Trotz Lieferengpässen, so das BMG, könnten die Patienten in Deutschland grundsätzlich mit therapiegerechten Arzneimitteln versorgt werden – bei Lieferengpässen bestimmter Arzneimittel stehen fast immer wirkstoffgleiche Arzneimittel oder therapeutische Alternativen zur Verfügung. Dies könne zwar zu einem erhöhten Aufwand in Apotheken führen, stelle aber die Versorgung von Patienten sicher.

Insbesondere mit dem Arzneimittel-Lieferengpassbekämpfungs- und Versorgungsverbesserungsgesetz (ALBVVG) seien die gesetzlichen Bestimmungen so verändert worden, dass Deutschland als Absatzmarkt für Arzneimittel wieder attraktiver wird. „Entsprechende Rahmenbedingungen wurden durch Anreize für die Wirkstoffherstellung in der EU und im Europäischen Wirtschaftsraum bei den Ausschreibungen der Rabattverträge und neuen Möglichkeiten zur Preisanhebung verbessert“, so die Pressestelle des BMG. Mittelfristig werde sich die Lage zudem dadurch verbessern, dass mit Auslaufen der alten Rabattverträge, die im ALBVVG vorgeschriebenen neuen Regelungen zu Rabattverträgen flächendeckend für alle Verträge gelten, die zu einer Lagerhaltung von rabattierten Arzneimitteln verpflichten.
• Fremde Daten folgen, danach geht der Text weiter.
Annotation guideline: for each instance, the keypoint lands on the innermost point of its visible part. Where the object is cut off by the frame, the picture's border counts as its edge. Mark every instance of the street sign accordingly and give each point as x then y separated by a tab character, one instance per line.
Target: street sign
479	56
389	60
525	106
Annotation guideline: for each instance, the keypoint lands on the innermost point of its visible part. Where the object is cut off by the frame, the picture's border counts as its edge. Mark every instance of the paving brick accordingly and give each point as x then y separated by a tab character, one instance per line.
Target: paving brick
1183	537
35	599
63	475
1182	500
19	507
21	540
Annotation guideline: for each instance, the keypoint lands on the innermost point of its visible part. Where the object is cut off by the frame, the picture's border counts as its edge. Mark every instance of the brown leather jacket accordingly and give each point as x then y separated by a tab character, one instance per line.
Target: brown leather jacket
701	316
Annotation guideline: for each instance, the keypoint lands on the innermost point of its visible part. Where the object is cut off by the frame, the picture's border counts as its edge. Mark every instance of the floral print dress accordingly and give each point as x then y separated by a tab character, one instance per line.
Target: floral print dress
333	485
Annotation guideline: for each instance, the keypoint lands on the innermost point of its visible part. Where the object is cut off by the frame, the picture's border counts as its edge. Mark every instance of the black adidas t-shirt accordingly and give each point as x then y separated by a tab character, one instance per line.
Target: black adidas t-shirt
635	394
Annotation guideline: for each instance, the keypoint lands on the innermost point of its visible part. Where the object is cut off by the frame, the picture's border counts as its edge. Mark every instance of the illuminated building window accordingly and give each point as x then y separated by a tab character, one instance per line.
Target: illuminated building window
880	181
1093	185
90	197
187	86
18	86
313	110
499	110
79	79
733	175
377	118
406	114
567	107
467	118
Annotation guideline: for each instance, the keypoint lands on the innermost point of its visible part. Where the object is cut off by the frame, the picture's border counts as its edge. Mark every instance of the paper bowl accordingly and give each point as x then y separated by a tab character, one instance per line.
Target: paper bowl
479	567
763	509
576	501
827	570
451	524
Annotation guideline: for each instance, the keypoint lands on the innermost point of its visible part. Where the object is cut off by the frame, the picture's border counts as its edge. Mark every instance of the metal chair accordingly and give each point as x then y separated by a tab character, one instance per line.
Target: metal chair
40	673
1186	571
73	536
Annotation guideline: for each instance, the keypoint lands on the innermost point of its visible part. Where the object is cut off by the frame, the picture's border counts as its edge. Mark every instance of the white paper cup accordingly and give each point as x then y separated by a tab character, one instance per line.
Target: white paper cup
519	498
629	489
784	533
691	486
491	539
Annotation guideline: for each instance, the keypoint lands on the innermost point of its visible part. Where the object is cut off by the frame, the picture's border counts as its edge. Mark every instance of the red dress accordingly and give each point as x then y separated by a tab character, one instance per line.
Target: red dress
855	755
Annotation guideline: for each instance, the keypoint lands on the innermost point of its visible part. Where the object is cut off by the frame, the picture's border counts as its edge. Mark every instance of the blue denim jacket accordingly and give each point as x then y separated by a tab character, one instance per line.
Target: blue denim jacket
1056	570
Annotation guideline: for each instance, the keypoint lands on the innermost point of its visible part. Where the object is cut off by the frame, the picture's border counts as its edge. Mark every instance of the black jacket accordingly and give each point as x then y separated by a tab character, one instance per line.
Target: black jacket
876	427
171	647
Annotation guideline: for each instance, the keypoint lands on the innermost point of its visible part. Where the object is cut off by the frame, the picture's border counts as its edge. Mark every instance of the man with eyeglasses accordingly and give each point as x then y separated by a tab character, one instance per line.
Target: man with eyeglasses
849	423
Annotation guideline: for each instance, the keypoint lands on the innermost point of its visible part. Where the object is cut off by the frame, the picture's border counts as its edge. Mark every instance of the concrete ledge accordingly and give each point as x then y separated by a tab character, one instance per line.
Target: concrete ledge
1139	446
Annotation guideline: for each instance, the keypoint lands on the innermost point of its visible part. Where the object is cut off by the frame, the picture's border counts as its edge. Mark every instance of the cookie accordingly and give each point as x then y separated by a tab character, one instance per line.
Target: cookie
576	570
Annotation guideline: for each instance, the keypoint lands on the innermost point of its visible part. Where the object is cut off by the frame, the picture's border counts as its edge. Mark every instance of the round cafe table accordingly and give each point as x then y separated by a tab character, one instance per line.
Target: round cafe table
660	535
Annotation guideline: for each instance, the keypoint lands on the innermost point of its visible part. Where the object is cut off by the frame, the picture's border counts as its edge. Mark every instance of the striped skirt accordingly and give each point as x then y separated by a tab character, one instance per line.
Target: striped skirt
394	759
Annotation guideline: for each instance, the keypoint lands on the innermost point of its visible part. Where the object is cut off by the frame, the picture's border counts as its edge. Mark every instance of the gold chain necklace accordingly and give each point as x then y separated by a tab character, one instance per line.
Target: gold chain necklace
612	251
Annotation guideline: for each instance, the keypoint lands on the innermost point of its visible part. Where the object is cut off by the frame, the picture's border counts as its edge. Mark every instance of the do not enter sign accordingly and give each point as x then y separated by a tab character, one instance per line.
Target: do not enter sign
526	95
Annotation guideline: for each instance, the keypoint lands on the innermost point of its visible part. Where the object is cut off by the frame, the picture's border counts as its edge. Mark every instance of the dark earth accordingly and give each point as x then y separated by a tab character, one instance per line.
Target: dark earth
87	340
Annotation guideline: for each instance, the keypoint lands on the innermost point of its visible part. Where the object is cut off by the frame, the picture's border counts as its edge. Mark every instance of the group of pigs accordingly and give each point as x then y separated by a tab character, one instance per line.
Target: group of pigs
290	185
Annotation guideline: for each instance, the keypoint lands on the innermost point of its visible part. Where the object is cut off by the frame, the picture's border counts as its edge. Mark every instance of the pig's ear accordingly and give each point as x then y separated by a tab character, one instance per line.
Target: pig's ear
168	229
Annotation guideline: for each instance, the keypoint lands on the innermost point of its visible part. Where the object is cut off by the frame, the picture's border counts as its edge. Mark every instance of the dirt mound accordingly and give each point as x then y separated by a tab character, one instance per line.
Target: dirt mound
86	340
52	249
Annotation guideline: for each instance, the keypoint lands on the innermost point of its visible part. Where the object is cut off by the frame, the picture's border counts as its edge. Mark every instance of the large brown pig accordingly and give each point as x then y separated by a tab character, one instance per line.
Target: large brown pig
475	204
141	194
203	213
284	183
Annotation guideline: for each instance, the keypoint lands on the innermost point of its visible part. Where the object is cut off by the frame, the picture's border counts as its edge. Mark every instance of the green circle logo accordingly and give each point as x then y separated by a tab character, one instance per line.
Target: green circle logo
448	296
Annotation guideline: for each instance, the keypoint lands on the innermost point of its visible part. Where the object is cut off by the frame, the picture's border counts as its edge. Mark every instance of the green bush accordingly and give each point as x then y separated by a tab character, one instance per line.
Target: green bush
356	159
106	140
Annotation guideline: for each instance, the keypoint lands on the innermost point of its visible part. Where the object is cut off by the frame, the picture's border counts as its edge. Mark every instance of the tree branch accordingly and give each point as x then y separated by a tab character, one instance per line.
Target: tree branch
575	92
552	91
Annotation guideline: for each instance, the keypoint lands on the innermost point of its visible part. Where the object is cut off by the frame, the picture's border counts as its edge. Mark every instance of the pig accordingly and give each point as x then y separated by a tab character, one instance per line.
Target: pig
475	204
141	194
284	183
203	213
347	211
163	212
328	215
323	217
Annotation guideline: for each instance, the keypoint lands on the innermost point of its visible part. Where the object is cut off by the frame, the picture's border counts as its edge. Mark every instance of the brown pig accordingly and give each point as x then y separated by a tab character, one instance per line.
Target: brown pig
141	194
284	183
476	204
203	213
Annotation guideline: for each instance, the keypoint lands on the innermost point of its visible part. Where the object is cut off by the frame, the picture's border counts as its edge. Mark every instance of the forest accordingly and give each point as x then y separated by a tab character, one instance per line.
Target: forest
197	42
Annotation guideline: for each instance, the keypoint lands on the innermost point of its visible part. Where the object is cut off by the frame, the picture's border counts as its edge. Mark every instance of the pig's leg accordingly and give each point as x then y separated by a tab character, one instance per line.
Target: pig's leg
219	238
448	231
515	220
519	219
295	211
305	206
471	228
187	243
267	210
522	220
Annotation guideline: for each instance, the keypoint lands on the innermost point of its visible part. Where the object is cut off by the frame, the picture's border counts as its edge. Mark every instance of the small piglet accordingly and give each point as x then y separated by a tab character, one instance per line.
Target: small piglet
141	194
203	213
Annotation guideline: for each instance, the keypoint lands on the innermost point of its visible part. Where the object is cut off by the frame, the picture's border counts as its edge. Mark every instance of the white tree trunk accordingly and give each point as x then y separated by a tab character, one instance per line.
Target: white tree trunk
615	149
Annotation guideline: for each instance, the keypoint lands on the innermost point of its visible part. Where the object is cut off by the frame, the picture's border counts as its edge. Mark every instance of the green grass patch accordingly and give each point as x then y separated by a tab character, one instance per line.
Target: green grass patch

Der ADKA weist darauf hin, dass viele Krankenhausapotheken nicht die räumlichen Kapazitäten haben, um solch große Arzneimittelmengen für längere Zeit zu lagern. Der Fokus muss daher auch weiterhin darauf liegen, dass die Versorgung der Kliniken bedarfsgerecht erfolgen kann, ohne den Druck auf die Krankenhäuser vor Ort zu erhöhen. Eine enge Zusammenarbeit aller Beteiligten entlang der Lieferkette sei unerlässlich, um langfristig eine stabile und verlässliche Arzneimittelversorgung in Krankenhausapotheken sicherzustellen.

Die dokumentierten Engpässe hätten Ende des dritten Quartals 2024 wieder das Niveau von Anfang 2022 erreicht, heißt es vom Zentralinstituts für die kassenärztliche Versorgung (ZI). Derzeit seien mehr als drei Millionen Versicherte von Arzneimittellieferengpässen betroffen und nach wie vor 500 Engpass-Präparate gelistet. ZI-Vorstandsvorsitzender Dr. Dominik von Stillfried entnimmt den Zahlen, dass das Ende Juli 2023 in Kraft getretene ALBVVG lediglich ein kleines Pflaster auf einige der Versorgungslücken gewesen sei. Das Strukturproblem einer zu geringen Zahl von Wirkstoffherstellern bliebe trotz zahlreicher finanzieller Anreize des Gesetzgebers ungelöst.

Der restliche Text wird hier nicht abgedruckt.